How it is (im)possible to measure time when vices and virtues are repeated


in: Diário de Notícias, September 2006

These are very simple actions that are repeated daily.  Actions that follow a pattern and help to measure time - the time lived and the one left in memory - and also those that open the field to further readings, starting with the confrontation between vice and virtue. This could be one way to describe in broad terms the work that João Leonardo, winner of the EDP New Artists Prize 2005, presented in Lisbon in its first two exhibitions: at the 111 Gallery, which opens today, and Arte Contempo Art Space, which opened Thursday. 

As Time Goes By...  opens the season at 111 Gallery with four pieces from two "vices" assumed by the author: smoking and writing. Two verbs, combined with the naturalness of the rituals ingrained in routine, which have jumped from the category of gesture to the structuring registration of the work of art. 

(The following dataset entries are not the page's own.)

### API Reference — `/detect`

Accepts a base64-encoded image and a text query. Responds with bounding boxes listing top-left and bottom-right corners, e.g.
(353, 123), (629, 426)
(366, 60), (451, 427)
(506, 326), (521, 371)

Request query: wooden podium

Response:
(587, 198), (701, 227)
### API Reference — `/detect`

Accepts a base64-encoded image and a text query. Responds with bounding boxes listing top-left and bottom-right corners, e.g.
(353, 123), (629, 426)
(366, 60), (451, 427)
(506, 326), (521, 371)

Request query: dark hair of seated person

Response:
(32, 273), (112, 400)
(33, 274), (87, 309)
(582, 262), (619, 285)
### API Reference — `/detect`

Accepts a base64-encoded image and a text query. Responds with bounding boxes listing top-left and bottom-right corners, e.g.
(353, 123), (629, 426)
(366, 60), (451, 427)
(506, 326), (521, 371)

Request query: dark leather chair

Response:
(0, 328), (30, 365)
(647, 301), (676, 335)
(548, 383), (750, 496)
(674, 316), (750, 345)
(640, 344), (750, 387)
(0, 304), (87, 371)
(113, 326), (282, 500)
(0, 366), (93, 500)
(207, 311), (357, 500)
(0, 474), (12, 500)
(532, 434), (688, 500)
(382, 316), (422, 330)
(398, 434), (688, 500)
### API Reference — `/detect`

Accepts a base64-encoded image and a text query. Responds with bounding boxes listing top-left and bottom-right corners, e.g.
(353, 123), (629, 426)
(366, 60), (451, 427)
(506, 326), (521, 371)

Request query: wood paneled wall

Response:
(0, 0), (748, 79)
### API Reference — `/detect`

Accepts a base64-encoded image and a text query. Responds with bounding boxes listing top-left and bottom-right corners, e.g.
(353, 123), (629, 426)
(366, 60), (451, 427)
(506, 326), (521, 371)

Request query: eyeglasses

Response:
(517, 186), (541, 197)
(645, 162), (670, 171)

It is the time, as a pattern of action, which is embodied in works created with the SG Lights cigarette packs smoked for ten years (now the sculpture Calendar I) and with the crossword puzzles, completed from  the daily newspapers in a period of three years (Calendar II, which classifies as painting). The video, which names the exhibition, sums up the ultimate challenge of daily performances, associated with the act of smoking.

"I am interested in exploring not only the idea of patterns," says João Leonardo, but also their "deviations" and the positive side of repetition. "It's through repetition that we learn to speak, to write or to recognize people." And so the work List of Verbs, is explained, a large format drawing with all the Portuguese verbs written on it. An "obsessive compulsion to catalog and organize reality, a kind of thirst for infinity"  - written in elegant calligraphy. Everything is on display until October 28th. 

The metaphorical resonance of João Leonardo work takes a more vivid shape in the Arte Contempo exhibition, open until 14 October with two videos that address the "cultural cleansing". 

In The Funeral Party (2004), a character is kissed by men and women, and disinfects his mouth between contacts. From the issue of sexual identity to the symbolism of the kiss itself, from the "funeral of love", to the trafficking of human beings, the work evokes multiple issues.

In Clean (2003), the artist appropriates Bruce Nauman's video Art Make-Up, in order to subvert the gesture of putting / removing the mask of paint that covers his body. Crossing artistic references (by Rodin and Klimt's to Judd), philosophy (Hume, Baudrillard) or music (Bowie, Cure, Depeche Mode), the memory and the present meet here.